Once again.. news of my ex getting married! Woohoo~ congrats! But somehow there's a funny weird feeling inside me..
Been broken up for 2 years.. at first i heard he hasn't even moved on, and i was the one who encourage him to move on.. next, i knew that he found himself a girlfriend. Thats great! Cause finally he moved on to his own life. However, finding himself a girlfriend and knowing that he had moved on actually affects me in a way. I was down for that moment. What is that feeling call? Regret? I dun think so. Missing the life with him? Thats even impossible..cause i'm the one who wanted all these!

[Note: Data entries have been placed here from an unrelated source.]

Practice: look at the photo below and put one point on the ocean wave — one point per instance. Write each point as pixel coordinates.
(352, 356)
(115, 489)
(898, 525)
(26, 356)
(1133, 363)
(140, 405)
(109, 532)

Slowly..i'm fine with the fact that he has his own sweet life...and now.. the invitation card is ready! I'm sad cause the way i receive all these news is not through him, but my friend. The worst thing is! He invited my brother but not me! From the sadness i got.. it turns into anger! What the hell? Even i'm not there! AT LEAST be sincere to invite me!
Bad news all breakout today, my visa problem and a bad movie i catch today and this wedding news. Somehow i think back of the times we had, and compare to the life he has now. I bet his family is happy for him, and i bet he's being bless now. He wanted his own family since long ago.. Congrats! U got the life u want.. u have a business, have a good wife.. I'm happy for u overall! :) All the best!